Pete Warden has been writing great stuff recently. Here’s his latest:
When I talk to people about machine learning on phones and devices I often get asked “What’s the killer application?“. I have a lot of different answers, everything from voice interfaces to entirely new ways of using sensor data, but the one I’m most excited about in the near-team is compression. Despite being fairly well-known in the research community, this seems to surprise a lot of people, so I wanted to share some of my personal thoughts on why I see compression as so promising.
The whole post is short and fascinating. This is an entire area that I hadn’t spent literally any time thinking about, but it makes a ton of sense.
Most marketers don’t know how to develop websites, but they still use CMSes that allow them to make constructive edits to live ones. Similarly, this post proposes methods for getting data scientists and analysts to impact customers directly, while doing so safely.

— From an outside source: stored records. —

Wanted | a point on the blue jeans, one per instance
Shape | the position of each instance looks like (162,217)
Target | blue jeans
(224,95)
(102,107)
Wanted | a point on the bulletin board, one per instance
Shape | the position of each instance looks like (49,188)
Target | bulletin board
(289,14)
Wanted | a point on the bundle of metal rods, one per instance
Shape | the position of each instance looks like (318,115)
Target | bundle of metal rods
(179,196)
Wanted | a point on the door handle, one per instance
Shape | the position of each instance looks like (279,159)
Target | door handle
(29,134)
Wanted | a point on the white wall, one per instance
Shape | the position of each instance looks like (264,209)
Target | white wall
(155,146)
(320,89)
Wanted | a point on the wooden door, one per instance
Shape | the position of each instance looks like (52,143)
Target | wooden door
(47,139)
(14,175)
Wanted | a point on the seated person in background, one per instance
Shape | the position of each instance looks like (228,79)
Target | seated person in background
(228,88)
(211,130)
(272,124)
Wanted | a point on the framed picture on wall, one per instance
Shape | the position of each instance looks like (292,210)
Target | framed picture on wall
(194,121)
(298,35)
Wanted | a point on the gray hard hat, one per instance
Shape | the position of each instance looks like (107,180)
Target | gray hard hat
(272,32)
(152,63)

It’s a great topic: data teams will have far more impact if their code can be more customer-facing.
Another FlowingData gem. In this post, Nathan takes a fairly straightforward population dataset, asks it 10 different questions, and visualizes the answer to each. Each viz is distinct and perfectly designed to answer that particular question.
In order to create great visualizations, you have to be clear about the question you’re asking.
This post does an amazing job of walking through the new Pixel 3’s “Super Res Zoom” feature, an AI-enabled zoom that analyzes multiple shots from a burst to come up with a single enhanced image. The post goes through the multiple techniques they use the account for different image imperfections and shows detailed examples (as above) of the improvement.